The 150 Kiwi researchers – including emeriti professors and several fellows of the Royal Society – have responded by signing a strongly-worded open letter to the Government

"There's a big gap between the severity of the warnings from the world's most authoritative scientific body on climate change and the actions of our government," said senior lecturer Cordelia Lockett, who wrote and co-ordinated the letter.

"The letter received huge support in a very short time. Clearly, academics and researchers around the country are deeply concerned about climate breakdown and want the government to act swiftly and decisively.

"But it's the wider New Zealand public as well. A survey from earlier this year showed that 79 per cent of people believed climate action needs to start immediately.

"A large majority also said we need to meet or exceed our international commitments, and that we should act even if other countries don't. The message is clear.

"New Zealand has a track record of bold actions which have had historic influence on the global stage. We need similar courage and leadership now."

Among the signatories were Dr Niki Harre, Professor Jane Kelsey and Distinguished Professor Dame Anne Salmond of the University of Auckland; Emeritus Professor Sir Alan Mark of Otago University; and Dr Mike Joy of Victoria University.

Victoria University climate scientist Professor James Renwick said the Government had shown a commitment to addressing climate change through its proposed Zero Carbon Act and steps to limit fossil fuel prospecting.

But it needed to ensure that its policies produced the deep and lasting emissions reductions required, especially in the transport, industry and agriculture sectors, he said.

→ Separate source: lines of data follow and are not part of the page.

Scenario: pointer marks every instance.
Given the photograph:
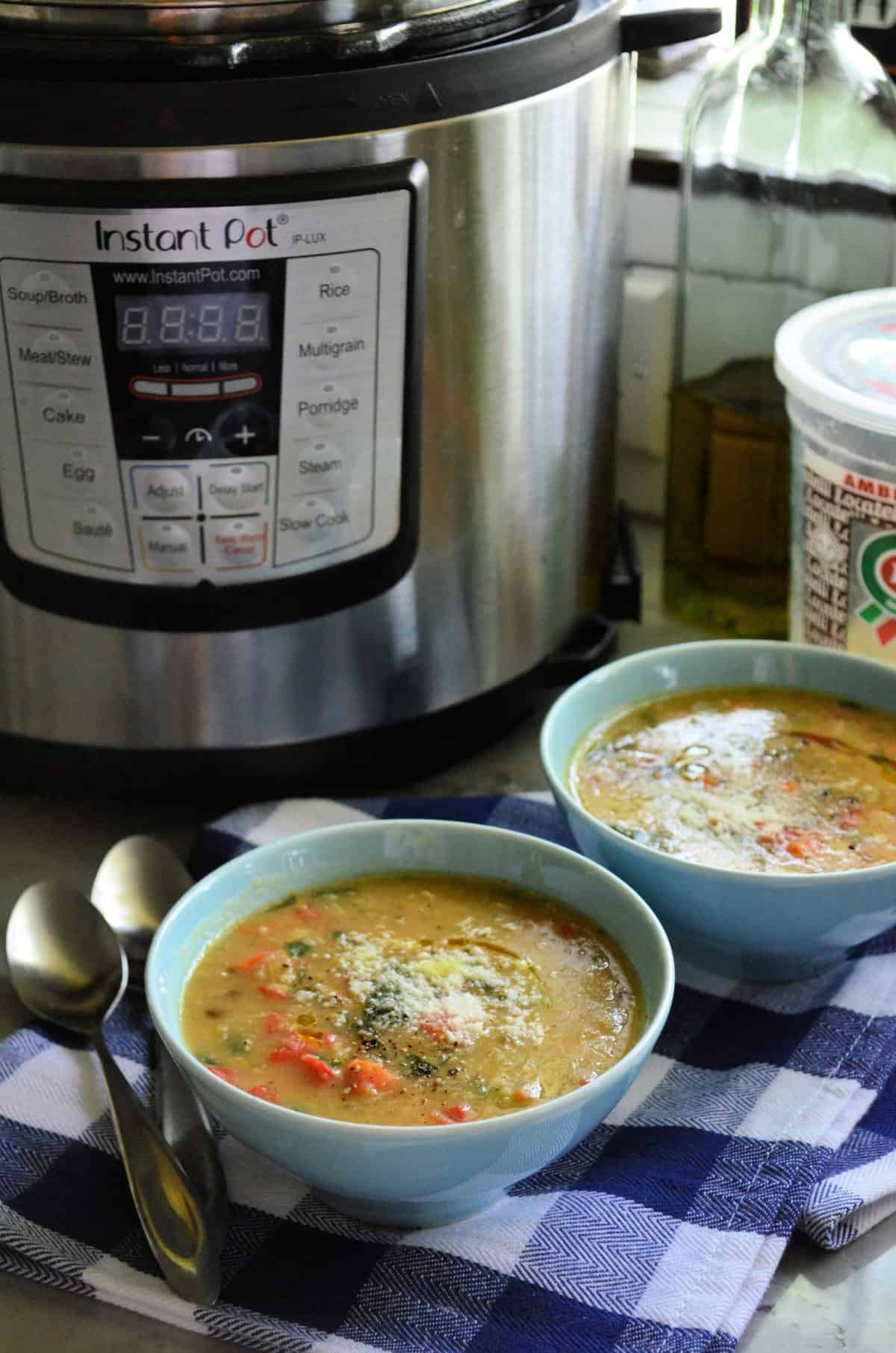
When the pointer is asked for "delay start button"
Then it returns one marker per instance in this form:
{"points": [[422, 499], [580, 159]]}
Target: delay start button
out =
{"points": [[231, 489], [240, 543]]}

In an interview with the Herald last month, Climate Change Minister James Shaw said the Government was still working through the shape of the Zero Carbon Bill.

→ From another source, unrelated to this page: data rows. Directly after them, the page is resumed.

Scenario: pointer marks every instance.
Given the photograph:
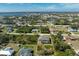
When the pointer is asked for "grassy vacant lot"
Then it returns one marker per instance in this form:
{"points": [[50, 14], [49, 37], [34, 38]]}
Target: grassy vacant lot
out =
{"points": [[45, 50], [25, 39], [44, 29], [74, 44], [25, 29]]}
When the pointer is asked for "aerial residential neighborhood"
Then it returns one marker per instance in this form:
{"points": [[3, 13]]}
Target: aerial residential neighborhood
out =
{"points": [[56, 35], [35, 32]]}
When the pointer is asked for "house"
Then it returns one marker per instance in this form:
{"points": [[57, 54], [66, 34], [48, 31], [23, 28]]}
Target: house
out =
{"points": [[25, 52], [7, 51], [71, 37], [44, 39], [9, 28], [34, 30]]}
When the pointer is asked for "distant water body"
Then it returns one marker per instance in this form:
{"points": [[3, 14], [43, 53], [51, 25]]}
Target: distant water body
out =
{"points": [[28, 13]]}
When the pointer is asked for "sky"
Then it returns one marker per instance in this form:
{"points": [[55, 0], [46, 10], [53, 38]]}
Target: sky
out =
{"points": [[38, 7]]}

Shaw argued that the Government's stance on climate change had shifted "quite remarkably" in a short period of time, adding that New Zealand was "rapidly becoming one of the leading lights" in the international effort.

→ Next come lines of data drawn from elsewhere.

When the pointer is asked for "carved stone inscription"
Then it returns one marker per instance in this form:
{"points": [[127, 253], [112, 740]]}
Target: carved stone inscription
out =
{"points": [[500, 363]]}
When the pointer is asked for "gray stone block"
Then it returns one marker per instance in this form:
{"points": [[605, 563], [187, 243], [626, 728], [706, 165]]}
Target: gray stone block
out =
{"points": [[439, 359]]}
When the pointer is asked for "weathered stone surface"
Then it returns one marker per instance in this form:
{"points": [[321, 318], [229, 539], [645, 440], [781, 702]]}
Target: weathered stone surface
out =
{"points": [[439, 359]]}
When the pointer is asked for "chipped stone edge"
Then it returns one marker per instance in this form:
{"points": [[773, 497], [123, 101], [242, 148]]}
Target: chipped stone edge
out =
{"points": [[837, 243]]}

Of the IPCC report, he said: "We have to read a very careful line between, on the one hand, facing the facts that the world has left this very late, that the challenge is immense and that the consequences of failure are catastrophic; and on the other hand, that we have it within our grasp to fix this and that, in fact, things are starting to move very rapidly.

"I don't want to be Pollyanna here, but once we pass the Zero Carbon Bill I think there will be a great unleashing of investment and innovation in New Zealand and that'll create new industries, jobs and opportunities."